Mais plutôt que de s’inquiéter, mieux vaut apprécier à sa juste valeur la portée immense de la notion de friche. Le passif abandonné qui s’incruste, végète, occupe l’espace et revit sous des formes surprenantes, sordides et créatives. Pensons à Tchernobyl avec ses friches inégalées, au moins jusqu’à la prochaine fois, l’aventure nucléaire n’est pas finie … 

Oublions l’industrie, élargissons le propos. Nous sommes, paraît-il, à l’ère du numérique. Et ça ne fait que commencer !

Que sont nos friches numériques ? J’en ai fait la cruelle expérience récemment. Un lecteur indésirable trouva sur ce blog une surprise, de quoi déclencher son ire à mon égard. Si les détails sont secondaires, l’anecdote est éclairante. Le texte exploité par mon bourreau est de peu d’intérêt en lui-même. Mais il tissait un lien (c’est le propre de la toile) dont on pouvait tirer une preuve comme le font si bien les complotistes. Voilà la friche : un amas, un fatras de textes et d’images accumulés au cours des ans, jamais nettoyés et qui font le terreau de toutes les cultures, curieuses, philanthropes ou mafieuses.

Depuis bientôt 5 ans, nous avons publié plus de 300 notes sur www.lecrollois.fr. Que vont-elles devenir ? Comment peuvent-elles fructifier sans polluer ou rancir ? Alors, bibliothèque, jachère ou friche ? La frontière est ténue.

Le problème de l’infobésité est connu. C’est une affaire de flux. Mais la question du stock va aussi devenir critique. Même combat que pour le logement. Le regard est porté sur le flux de constructions neuves, mais on ferait bien de jeter un œil aussi sur l’ancien qui décrépit et tourne à la zone. La friche, c’est le vent qui masque la forêt. Nous vivons une époque moderne, nous aimons le mouvement, le changement. L’actu chasse l’actu. Alors, s’occuper de l’ancien, tu parles !

Dans cette nasse, je ne suis pas seul avec les compères du crollois. Autour de moi, je vois bien que la mise à jour n’est pas le fort des webmasters.

Choisissons au hasard un site de bonne facture, réputé et à l’audience établie. Qui peut me garantir que www.ville-crolles.fr n’est pas peuplé de minuscules friches, invisibles pour l’habitué mais qu’un œil averti détecte aisément ?

J’ai déjà cité, dans un billet récent, le DICRIM (document d’information communale sur les risques majeurs) qui nous annonce des travaux devant être lancés prochainement pour la digue du Fragnès, prochainement « en 2010 » … Au titre des friches naissantes, il y a surtout l’agenda 21, figé en 2012. Nous avions donc raison, c’était l’agenda 12. Avec le recul on peut le dire, nous l’avons pris comme souffre-douleur pendant quelques mois. Nous n’étions pas vraiment gentils camarades. Le voilà qui s’enfonce dans l’oubli, les fichiers sont maintenant endommagés. Je n’irai pas jusqu’à le réhabiliter, il est encore trop tôt, mais l’oublier, jamais ! Et si le maitre du web de la ville s’avisait de le faire disparaître, nous serions là pour en transmettre la mémoire aux générations futures.

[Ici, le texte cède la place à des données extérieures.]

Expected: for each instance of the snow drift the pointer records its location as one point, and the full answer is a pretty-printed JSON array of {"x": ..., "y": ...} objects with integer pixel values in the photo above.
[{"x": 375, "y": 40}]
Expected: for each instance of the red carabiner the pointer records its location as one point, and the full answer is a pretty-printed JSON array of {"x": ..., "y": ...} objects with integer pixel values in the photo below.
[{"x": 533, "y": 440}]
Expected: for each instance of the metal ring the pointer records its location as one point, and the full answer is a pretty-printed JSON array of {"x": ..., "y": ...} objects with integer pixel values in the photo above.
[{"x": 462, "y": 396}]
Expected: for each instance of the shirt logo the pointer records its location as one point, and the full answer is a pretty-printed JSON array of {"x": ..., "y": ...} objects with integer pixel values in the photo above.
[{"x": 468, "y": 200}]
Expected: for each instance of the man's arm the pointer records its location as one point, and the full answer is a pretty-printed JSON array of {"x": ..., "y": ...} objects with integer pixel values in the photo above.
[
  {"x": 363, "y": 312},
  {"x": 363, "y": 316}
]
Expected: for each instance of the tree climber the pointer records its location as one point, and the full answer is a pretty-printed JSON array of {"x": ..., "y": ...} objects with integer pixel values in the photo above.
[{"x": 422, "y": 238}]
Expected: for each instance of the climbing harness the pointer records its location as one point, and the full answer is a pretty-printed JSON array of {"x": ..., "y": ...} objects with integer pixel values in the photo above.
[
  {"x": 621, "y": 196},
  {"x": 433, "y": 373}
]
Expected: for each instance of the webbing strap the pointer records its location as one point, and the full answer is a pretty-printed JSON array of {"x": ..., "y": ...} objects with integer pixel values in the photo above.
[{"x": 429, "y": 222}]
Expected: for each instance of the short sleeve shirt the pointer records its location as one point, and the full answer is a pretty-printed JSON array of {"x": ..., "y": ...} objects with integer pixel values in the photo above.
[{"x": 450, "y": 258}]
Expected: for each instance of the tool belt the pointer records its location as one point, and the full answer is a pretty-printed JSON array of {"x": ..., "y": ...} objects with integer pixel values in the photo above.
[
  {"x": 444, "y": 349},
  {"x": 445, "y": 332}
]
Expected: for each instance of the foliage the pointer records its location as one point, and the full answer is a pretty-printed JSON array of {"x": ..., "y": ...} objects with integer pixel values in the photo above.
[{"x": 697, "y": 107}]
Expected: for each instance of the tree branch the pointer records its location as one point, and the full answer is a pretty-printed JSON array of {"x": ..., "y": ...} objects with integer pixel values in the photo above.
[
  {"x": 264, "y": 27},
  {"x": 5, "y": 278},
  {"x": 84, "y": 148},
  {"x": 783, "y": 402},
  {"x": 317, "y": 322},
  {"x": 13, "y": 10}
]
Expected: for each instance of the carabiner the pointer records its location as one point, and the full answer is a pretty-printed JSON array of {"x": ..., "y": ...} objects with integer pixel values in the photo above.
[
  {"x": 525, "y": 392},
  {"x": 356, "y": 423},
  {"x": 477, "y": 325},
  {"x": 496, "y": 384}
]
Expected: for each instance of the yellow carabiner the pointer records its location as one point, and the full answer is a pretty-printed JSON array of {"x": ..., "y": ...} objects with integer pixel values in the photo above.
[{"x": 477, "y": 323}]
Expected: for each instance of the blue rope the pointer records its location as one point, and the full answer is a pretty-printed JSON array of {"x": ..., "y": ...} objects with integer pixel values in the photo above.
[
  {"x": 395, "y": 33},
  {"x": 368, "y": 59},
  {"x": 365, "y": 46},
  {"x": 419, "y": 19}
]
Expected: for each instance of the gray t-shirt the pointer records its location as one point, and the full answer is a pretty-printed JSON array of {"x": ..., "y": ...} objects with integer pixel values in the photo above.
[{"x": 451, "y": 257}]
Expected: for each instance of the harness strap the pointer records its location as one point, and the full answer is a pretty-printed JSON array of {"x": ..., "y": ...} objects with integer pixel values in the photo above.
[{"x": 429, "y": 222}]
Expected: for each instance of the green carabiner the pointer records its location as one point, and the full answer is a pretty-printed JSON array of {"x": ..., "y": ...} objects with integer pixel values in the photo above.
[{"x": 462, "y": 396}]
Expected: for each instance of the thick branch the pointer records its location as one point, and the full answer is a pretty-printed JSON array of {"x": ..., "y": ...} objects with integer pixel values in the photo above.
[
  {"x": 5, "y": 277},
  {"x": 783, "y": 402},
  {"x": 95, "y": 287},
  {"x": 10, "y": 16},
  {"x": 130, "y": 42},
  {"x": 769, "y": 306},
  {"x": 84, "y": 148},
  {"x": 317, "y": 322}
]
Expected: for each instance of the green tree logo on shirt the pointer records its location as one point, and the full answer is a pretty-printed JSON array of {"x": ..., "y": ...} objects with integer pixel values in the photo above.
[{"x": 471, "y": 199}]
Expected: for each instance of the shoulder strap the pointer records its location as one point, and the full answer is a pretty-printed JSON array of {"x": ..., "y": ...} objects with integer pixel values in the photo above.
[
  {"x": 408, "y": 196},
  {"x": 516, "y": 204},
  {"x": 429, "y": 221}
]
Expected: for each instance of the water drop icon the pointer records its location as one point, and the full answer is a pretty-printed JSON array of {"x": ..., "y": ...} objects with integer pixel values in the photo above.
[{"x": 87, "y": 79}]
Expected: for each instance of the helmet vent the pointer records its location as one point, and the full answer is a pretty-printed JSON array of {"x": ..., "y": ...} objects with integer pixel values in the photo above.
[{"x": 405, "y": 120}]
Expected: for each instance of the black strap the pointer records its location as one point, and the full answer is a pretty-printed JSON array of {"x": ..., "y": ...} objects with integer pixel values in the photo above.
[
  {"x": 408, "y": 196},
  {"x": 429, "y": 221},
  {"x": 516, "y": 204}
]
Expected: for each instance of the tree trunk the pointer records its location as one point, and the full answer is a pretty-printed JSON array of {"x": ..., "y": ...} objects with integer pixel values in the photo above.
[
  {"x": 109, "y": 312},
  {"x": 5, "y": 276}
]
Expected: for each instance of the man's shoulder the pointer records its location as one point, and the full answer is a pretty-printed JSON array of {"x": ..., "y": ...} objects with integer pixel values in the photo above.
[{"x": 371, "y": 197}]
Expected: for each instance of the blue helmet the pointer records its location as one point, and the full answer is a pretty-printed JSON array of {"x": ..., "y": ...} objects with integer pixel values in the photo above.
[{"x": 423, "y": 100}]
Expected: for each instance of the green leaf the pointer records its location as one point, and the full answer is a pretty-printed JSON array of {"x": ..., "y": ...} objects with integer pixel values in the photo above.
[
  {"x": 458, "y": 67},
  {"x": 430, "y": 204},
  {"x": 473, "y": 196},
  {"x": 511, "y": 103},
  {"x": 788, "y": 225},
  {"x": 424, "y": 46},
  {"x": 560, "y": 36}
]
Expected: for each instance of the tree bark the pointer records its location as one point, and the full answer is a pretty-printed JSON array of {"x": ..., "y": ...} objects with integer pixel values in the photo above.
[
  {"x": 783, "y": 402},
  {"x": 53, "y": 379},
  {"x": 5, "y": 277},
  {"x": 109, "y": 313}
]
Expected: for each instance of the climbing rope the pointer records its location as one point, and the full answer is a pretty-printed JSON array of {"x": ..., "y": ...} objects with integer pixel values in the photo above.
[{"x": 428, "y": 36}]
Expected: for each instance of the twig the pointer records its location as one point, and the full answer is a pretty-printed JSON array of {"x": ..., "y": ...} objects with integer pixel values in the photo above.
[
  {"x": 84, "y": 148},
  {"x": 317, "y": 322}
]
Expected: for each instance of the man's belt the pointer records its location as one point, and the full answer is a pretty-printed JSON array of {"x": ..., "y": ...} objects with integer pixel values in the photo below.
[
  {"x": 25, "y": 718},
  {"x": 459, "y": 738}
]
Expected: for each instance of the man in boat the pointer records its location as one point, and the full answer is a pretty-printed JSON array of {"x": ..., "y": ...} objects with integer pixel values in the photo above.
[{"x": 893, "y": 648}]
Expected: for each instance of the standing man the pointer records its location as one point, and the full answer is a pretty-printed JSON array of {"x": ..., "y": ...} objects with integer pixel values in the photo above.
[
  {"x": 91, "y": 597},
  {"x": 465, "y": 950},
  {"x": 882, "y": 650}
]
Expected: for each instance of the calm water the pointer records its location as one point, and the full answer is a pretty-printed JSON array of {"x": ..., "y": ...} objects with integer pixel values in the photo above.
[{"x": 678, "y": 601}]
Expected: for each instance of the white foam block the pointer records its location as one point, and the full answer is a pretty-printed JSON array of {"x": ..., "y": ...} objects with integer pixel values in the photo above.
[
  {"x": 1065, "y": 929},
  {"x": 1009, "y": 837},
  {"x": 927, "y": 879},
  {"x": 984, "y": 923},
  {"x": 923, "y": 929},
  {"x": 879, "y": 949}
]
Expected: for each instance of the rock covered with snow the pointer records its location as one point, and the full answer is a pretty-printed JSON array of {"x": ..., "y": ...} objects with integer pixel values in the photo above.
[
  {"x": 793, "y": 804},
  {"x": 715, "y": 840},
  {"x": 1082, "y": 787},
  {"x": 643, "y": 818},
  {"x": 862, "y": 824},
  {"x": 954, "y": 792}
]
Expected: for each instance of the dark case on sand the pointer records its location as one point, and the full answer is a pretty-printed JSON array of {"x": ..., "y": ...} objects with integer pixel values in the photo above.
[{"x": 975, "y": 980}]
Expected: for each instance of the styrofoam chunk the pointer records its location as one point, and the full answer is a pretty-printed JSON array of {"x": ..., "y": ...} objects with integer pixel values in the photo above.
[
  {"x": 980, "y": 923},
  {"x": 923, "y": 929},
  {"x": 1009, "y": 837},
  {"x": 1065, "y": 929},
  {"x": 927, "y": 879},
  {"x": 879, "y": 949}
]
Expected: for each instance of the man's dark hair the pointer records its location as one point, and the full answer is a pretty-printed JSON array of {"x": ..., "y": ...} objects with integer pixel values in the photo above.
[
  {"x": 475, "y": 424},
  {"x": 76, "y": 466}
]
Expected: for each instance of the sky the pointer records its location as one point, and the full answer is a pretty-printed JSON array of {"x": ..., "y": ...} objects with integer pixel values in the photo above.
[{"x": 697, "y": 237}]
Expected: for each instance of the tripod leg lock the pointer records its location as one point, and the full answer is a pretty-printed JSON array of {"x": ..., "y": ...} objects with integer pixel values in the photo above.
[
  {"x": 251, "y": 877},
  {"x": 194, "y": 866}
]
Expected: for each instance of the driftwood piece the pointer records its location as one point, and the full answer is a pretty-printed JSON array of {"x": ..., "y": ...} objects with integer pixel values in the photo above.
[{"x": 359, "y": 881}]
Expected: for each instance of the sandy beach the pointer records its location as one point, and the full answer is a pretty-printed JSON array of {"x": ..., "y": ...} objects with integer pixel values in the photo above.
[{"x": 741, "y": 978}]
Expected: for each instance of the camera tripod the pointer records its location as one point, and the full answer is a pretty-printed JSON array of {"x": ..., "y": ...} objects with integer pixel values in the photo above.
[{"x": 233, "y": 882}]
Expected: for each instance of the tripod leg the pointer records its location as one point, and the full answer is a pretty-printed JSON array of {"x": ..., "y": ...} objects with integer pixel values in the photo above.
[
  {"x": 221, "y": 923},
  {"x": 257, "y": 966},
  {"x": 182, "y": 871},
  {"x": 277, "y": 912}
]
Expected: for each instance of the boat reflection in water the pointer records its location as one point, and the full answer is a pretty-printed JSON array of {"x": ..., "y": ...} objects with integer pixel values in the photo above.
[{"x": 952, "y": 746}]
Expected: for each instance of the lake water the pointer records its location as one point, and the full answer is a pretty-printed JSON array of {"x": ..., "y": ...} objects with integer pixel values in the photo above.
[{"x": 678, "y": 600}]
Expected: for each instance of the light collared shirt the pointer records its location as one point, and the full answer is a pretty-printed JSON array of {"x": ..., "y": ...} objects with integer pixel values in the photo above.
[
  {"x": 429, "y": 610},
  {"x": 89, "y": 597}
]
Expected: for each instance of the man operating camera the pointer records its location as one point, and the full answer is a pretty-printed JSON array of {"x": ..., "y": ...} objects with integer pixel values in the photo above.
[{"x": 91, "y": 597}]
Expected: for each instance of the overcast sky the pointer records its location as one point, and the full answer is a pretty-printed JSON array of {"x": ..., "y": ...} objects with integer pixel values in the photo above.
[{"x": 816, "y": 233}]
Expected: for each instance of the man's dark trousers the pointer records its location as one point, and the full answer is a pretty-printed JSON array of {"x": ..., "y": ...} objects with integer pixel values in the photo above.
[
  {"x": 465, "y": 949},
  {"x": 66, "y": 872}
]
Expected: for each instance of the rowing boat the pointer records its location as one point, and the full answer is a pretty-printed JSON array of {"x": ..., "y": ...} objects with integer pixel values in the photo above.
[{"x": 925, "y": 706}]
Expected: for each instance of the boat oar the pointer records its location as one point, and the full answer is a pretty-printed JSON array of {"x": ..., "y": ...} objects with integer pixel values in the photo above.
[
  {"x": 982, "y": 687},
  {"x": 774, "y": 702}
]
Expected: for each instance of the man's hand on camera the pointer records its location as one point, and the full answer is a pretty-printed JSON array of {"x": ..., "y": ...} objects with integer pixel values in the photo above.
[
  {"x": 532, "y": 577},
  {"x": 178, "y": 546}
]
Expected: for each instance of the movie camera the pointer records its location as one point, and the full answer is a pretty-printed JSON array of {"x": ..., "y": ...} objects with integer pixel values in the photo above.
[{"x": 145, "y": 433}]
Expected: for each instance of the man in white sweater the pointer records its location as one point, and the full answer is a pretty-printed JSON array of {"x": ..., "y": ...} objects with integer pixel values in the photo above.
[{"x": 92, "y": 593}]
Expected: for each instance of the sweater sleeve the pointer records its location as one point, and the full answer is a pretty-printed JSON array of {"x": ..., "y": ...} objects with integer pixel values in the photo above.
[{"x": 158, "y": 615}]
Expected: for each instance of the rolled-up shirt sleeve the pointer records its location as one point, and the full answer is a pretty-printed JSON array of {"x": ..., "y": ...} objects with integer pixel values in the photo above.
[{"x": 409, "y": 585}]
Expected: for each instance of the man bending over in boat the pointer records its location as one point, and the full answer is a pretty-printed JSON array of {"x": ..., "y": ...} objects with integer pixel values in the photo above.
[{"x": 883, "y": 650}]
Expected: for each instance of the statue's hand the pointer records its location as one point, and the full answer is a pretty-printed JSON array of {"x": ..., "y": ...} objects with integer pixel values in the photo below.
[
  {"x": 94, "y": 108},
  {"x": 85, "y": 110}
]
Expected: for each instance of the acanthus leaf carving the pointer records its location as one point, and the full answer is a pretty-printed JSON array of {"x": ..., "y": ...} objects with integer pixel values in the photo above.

Allez, encore une friche sympathique, peu connue, difficile d’accès : http://www.ville-crolles.fr/vie-municipale/arretes.php.... Jetez-y un œil. Vous verrez que le maire, en 2009, a pris un arrêté d’interdiction de camping sauvage sur le skatepark et le parc Jean-Claude Paturel de la commune de Crolles. C’est l’arrêté le plus récent … mais n’allez pas croire que le maire ne fait plus rien depuis 2009 !

La friche numérique, on l’aime ou on la quitte, elle survit et se transforme, rebelle.